Middle English Word of the Moment

Monday, April 6, 2009

Anglo-Norman petitions #1: O. of C. to the king.

Translation of a petition to the king (Richard II or Henry IV): O. of C. complains that a widow whose marriage was promised to him has remarried without licence, and asks that, in compensation, he receive the fine she will have to pay.

Please note: I have no qualifications in Anglo-Norman, or in fact in any form of French. The following translation is intended as a fun exercise, not a rigorous scholarly undertaking, and accuracy and finesse are in no way guaranteed.

Anglo-Norman Letters and Petitions V, p 3-4: O. de C. to the King.

To the most excellent and most redoubtable lord, our lord the King, your poor subjet O. of C. humbly supplicates that, as it has pleased your most gracious lordship to write to A., once the wife of J. and now a widow, asking that she would take your said supplicant to be her husband; and as despite this she has taken a husband at her own will without your licence; and as she therefore must[1] pay a fine to you, most gracious lord, may it please your highness, since he[2] may not have the woman, to grant to him the fine that she must pay to you on account of having married without licence. In the name of charity.


Original text from Anglo-Norman Letters and Petitions from All Souls MS. 182, ed. M. D. Legge, Anglo-Norman Texts 3 (Oxford: Anglo-Norman Text Society, 1941). 3.
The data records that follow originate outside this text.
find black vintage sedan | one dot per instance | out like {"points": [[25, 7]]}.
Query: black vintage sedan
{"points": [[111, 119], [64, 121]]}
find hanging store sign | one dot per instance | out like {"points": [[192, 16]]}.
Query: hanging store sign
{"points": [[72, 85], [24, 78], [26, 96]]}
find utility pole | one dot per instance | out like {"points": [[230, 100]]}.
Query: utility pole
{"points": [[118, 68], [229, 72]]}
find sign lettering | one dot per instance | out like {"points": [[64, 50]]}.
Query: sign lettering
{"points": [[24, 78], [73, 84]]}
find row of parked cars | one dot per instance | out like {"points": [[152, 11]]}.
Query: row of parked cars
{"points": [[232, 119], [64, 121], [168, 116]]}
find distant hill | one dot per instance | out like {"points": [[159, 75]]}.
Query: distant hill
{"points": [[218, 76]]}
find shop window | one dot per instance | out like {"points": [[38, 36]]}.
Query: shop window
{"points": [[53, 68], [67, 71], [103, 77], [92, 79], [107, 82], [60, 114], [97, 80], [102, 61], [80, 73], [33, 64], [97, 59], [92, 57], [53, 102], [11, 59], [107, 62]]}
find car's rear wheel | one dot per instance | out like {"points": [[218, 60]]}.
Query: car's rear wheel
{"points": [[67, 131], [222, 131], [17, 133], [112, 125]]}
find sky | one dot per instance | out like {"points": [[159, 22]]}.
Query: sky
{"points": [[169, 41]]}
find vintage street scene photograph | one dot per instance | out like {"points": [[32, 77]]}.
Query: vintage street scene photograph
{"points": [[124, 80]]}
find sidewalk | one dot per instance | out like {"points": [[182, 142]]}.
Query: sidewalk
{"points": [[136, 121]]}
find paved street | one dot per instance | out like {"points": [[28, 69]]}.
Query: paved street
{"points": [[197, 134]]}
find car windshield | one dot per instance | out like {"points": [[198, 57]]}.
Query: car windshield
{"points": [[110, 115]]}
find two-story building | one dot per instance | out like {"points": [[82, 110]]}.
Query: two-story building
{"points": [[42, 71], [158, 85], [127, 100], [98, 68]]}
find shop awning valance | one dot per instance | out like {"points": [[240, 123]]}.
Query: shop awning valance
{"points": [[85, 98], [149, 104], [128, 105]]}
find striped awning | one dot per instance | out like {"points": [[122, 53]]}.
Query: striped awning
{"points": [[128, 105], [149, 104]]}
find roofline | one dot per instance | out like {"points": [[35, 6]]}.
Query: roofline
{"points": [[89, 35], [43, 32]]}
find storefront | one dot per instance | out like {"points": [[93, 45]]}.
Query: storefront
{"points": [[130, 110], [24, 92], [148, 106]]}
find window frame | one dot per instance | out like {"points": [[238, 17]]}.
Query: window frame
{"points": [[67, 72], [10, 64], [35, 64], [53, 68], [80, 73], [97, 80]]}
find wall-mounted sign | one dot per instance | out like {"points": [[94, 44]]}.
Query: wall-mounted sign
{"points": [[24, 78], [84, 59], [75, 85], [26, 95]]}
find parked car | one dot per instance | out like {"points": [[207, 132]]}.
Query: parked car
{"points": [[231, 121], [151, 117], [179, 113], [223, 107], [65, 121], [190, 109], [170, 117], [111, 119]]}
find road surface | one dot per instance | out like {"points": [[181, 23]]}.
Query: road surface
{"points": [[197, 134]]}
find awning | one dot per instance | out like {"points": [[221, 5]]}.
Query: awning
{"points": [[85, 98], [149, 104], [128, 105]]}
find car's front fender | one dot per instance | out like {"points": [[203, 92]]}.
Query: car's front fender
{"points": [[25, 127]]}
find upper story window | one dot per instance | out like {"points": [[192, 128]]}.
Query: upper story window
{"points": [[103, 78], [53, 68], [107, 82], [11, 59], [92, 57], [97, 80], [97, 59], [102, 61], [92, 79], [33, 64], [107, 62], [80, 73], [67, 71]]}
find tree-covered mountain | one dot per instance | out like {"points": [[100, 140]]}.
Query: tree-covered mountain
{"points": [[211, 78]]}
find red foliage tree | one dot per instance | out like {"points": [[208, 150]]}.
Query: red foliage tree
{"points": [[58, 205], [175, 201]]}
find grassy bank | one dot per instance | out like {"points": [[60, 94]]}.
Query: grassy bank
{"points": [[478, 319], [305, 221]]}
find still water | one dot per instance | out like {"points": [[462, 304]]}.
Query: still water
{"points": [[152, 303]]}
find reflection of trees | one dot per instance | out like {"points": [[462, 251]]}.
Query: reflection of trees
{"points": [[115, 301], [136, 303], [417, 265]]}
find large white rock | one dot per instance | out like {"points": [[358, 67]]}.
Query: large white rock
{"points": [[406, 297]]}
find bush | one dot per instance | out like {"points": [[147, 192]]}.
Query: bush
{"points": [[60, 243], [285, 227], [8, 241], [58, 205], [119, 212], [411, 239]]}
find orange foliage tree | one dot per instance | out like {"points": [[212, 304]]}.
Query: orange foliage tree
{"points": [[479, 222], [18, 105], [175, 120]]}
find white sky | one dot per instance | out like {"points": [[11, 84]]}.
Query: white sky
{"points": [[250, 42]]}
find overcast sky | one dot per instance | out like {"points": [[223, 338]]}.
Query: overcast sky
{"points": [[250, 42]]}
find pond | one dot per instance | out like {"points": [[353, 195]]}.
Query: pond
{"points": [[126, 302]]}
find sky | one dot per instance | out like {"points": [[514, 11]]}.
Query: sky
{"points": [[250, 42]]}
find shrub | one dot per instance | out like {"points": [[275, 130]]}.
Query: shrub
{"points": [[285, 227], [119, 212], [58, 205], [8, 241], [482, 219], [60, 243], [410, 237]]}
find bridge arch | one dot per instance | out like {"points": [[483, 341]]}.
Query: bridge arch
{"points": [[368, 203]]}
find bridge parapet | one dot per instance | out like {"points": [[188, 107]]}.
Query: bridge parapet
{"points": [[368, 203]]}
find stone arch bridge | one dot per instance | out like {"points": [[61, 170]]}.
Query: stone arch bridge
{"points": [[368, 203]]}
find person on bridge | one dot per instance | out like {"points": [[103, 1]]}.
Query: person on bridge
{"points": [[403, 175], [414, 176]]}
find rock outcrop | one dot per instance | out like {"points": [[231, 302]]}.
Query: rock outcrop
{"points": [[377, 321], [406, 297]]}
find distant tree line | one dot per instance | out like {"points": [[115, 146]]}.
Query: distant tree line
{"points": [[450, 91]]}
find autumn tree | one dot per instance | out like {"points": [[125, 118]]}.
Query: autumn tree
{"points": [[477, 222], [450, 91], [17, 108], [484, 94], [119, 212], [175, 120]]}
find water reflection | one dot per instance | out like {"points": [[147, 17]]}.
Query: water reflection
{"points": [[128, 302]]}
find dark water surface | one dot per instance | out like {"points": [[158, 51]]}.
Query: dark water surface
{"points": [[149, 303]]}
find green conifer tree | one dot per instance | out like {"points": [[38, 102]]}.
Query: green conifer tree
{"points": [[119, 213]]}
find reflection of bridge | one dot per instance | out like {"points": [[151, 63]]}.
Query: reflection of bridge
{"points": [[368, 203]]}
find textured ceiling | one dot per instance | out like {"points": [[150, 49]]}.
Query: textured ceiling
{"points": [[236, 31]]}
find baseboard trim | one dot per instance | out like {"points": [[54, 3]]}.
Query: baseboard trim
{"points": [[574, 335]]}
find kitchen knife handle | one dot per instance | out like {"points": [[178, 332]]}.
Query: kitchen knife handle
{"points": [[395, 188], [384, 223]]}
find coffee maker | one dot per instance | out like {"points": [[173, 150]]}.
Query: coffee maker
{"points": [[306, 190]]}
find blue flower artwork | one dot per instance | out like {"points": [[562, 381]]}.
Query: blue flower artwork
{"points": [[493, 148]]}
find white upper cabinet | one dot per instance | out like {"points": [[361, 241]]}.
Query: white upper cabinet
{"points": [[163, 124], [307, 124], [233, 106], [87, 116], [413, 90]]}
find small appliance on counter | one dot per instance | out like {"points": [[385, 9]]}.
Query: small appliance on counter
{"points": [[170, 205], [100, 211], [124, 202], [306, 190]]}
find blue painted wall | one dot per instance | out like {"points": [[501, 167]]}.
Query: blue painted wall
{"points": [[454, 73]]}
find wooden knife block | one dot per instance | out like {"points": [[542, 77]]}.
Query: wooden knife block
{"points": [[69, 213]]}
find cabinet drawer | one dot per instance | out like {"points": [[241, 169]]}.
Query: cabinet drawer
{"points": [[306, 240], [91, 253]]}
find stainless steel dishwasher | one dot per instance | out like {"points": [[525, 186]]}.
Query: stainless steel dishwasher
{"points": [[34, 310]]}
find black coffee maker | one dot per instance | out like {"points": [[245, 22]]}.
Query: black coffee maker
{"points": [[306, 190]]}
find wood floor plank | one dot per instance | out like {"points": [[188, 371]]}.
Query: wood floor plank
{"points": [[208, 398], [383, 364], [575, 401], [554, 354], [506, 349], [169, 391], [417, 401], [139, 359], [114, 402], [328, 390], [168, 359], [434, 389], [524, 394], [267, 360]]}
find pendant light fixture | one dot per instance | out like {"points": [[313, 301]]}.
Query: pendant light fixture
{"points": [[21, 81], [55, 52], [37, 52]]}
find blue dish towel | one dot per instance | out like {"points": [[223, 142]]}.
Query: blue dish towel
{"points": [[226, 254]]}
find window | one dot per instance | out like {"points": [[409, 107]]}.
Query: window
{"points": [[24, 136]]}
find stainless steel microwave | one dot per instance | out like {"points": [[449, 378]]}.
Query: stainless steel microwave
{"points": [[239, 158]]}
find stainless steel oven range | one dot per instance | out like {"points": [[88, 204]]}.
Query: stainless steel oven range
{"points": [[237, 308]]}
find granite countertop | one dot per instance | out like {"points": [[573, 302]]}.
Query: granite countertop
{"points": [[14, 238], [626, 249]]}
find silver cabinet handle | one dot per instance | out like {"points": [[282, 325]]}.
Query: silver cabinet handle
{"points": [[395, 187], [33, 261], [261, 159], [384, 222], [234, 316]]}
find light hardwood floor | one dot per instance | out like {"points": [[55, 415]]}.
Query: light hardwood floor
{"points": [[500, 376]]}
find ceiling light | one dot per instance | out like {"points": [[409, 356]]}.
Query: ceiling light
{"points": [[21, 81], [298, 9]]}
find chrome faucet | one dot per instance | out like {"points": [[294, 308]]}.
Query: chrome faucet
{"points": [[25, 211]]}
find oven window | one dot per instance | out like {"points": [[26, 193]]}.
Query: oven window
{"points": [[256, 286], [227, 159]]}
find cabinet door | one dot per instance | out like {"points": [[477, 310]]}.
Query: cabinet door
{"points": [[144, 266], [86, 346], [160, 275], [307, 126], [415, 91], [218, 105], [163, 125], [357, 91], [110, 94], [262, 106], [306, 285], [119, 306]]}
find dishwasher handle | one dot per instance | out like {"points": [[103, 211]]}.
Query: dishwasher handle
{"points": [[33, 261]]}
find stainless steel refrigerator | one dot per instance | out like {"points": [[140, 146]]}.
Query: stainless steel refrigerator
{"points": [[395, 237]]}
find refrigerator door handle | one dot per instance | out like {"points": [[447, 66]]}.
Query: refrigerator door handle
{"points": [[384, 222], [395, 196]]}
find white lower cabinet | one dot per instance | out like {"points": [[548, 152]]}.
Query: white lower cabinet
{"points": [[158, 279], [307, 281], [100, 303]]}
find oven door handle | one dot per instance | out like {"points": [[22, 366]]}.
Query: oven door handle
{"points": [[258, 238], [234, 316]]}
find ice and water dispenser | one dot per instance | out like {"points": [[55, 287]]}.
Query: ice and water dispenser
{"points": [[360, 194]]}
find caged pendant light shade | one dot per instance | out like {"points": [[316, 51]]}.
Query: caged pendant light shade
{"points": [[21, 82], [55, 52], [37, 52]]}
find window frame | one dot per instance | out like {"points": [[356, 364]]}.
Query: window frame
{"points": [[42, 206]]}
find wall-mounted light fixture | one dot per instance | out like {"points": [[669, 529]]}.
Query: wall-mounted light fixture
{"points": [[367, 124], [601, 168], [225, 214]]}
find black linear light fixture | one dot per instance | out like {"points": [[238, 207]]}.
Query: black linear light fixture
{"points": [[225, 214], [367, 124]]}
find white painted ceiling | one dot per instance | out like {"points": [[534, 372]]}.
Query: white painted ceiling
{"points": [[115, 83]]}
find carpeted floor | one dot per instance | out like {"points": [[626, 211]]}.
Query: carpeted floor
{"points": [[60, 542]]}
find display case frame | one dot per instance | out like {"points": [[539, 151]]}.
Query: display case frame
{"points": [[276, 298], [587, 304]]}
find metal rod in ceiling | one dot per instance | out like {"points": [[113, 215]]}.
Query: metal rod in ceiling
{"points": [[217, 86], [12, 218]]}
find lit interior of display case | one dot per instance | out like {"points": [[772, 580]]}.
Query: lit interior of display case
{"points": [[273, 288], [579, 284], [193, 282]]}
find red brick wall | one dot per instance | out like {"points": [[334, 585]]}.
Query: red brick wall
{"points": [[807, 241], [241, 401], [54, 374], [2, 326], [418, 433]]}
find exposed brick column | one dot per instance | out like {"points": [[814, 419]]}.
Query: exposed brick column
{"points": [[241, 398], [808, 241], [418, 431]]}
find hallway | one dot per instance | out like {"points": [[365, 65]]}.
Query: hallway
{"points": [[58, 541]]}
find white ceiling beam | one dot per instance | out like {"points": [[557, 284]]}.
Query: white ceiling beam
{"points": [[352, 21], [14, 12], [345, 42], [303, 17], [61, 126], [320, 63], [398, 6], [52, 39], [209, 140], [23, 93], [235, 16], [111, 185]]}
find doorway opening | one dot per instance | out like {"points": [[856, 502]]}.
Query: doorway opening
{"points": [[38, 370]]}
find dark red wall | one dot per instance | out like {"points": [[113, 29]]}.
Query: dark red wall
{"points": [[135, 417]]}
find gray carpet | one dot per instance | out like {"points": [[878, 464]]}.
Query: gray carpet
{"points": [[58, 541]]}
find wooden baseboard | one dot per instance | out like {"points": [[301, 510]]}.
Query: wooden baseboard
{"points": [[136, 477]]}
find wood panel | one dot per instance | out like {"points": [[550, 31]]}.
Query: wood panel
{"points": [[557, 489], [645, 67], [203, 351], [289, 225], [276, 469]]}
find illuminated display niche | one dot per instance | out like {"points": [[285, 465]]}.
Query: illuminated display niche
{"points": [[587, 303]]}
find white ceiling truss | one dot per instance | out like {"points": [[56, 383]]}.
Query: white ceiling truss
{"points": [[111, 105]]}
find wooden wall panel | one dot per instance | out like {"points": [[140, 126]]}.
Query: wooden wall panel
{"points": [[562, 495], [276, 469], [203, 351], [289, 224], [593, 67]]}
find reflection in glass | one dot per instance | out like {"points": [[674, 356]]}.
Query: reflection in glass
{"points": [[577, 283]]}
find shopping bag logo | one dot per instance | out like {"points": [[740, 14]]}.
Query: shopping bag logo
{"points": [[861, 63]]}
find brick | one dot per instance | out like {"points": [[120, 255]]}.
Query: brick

[1] “ele convient faire un fin ovec vous”: possibly “she has agreed to pay you a fine” instead, but lacking specific indication of her input - and because the rest of the petition implies that legal proceedings have not yet begun - I'm assuming that O. is referring to the usual fine imposed in such situations, rather than an agreement she has reached with authorities.
[2] Ie, your supplicant, me. The petitioners, so far as I've read, refer to themselves exclusively in the third person.